Based on that, the police should have at least done what you did when you arrived on the scene to respond to a report of someone "looking suspicious."
You said repeatedly in earlier posts that cops have no duty to do any investigating or ask any questions when responding to a trespass complaint other than to determine that the manager has the legal authority to tell someone to leave and whether the people are still there But the police weren't responding to a trespass complaint. They thought they were responding to a complaint that a group of men were "creating a disturbance" - which sounds very similar to "some men are acting suspicious."
Yet when you responded to the latter call, you didn't just take the complainant's word for it and just assume the men were acting suspicious. You conducted your own investigation first and, as part of that, you questioned the complainant's basis for believing that someone was behaving suspiciously, determined that their motive was racism and then made a point of making them "feel like a total asshole" good for you!

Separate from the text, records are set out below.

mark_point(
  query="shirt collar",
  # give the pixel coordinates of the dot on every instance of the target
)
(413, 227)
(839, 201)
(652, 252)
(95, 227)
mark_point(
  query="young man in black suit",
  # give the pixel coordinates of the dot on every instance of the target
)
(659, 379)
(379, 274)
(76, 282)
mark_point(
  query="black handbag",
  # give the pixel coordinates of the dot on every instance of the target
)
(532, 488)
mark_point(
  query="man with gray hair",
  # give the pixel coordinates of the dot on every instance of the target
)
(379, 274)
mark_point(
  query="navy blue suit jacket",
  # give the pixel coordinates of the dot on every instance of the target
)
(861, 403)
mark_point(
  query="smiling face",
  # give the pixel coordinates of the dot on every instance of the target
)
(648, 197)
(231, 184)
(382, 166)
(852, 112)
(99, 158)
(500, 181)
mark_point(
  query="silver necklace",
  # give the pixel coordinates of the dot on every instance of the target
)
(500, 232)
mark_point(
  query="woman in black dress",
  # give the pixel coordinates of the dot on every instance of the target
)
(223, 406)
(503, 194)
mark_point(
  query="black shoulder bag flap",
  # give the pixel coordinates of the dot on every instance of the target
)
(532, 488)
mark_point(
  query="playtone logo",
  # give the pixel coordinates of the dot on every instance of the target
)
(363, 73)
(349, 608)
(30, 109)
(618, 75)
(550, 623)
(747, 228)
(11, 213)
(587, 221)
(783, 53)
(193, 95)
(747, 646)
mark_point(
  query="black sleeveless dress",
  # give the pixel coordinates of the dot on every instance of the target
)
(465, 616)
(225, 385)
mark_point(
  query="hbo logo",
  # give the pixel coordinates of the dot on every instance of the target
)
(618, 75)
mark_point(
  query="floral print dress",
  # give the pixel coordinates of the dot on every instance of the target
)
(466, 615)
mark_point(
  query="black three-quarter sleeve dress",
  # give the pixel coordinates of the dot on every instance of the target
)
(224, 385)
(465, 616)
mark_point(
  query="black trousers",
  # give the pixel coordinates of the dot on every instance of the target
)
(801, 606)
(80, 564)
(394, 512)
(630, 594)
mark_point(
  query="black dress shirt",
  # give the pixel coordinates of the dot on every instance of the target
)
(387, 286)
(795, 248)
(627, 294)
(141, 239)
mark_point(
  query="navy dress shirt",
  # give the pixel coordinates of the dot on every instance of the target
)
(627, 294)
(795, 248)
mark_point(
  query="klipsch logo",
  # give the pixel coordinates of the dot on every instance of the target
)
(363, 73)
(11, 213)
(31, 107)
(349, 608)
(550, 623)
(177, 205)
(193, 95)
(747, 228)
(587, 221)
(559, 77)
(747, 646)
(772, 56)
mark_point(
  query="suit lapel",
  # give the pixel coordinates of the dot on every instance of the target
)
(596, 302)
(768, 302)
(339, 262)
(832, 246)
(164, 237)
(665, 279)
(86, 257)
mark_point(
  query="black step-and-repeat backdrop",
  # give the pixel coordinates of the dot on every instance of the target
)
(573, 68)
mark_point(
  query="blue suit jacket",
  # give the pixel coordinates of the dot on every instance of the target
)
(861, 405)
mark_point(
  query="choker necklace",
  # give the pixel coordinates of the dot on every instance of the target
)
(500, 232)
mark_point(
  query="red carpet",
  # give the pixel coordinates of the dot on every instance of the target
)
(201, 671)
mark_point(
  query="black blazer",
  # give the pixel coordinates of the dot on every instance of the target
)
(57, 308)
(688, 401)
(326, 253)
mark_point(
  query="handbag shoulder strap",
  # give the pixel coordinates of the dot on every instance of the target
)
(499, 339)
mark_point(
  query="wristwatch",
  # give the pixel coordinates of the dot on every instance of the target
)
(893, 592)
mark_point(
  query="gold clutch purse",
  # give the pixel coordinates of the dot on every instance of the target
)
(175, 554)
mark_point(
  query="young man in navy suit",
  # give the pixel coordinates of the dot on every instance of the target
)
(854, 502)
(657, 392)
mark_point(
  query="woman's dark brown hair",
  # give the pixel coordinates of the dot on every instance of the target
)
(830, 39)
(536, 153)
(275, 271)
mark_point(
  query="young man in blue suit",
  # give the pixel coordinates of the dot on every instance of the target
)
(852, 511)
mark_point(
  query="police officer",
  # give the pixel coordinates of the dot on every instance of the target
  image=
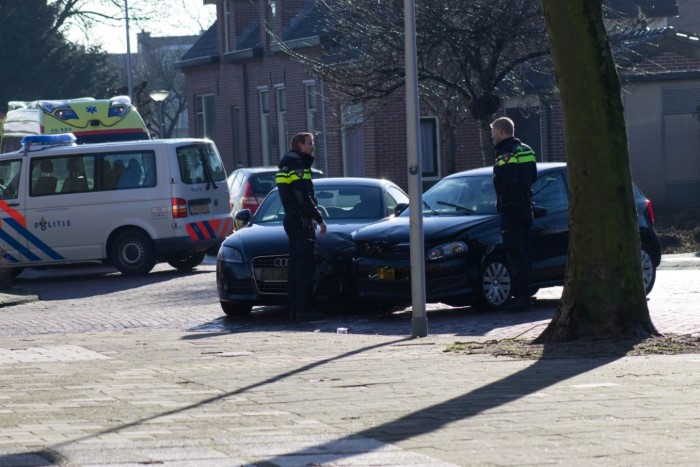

Yet this seems to go against what you have repeatedly said before - that it wasn't the cops' job to assess the Starbucks manager's motives or to do determine that there really was probable cause to arrest the two men - that if the manager wants them out and they don't leave, they should be arrested. But not only were the men not trespassing when the police arrived - since they hadn't been asked to leave - it is pretty clear that the manager's desire to have them removed was based on bigotry, not the fact that they hadn't bought anything - the police didn't even make a cursory effort to confirm that the manager had a lawful (i.e., non-discriminatory) reason to remove them nor did they bother to investigate whether they had actually been asked to leave before the police were called. And, on top of that, when the suggestion was made by their friend that they all leave, the cops said "No. Too late" and arrested them anyway. And no one seemed to care that they'd been brought there on false pretenses since there was no group of men creating a disturbance at all.
It's too bad the cops weren't as conscientious as you were and didn't make the effort to resolve the situation instead of trespassing and arresting two men who weren't trespassing and certainly weren't engaging in the behavior - creating a disturbance - that the police were called to the scene to address.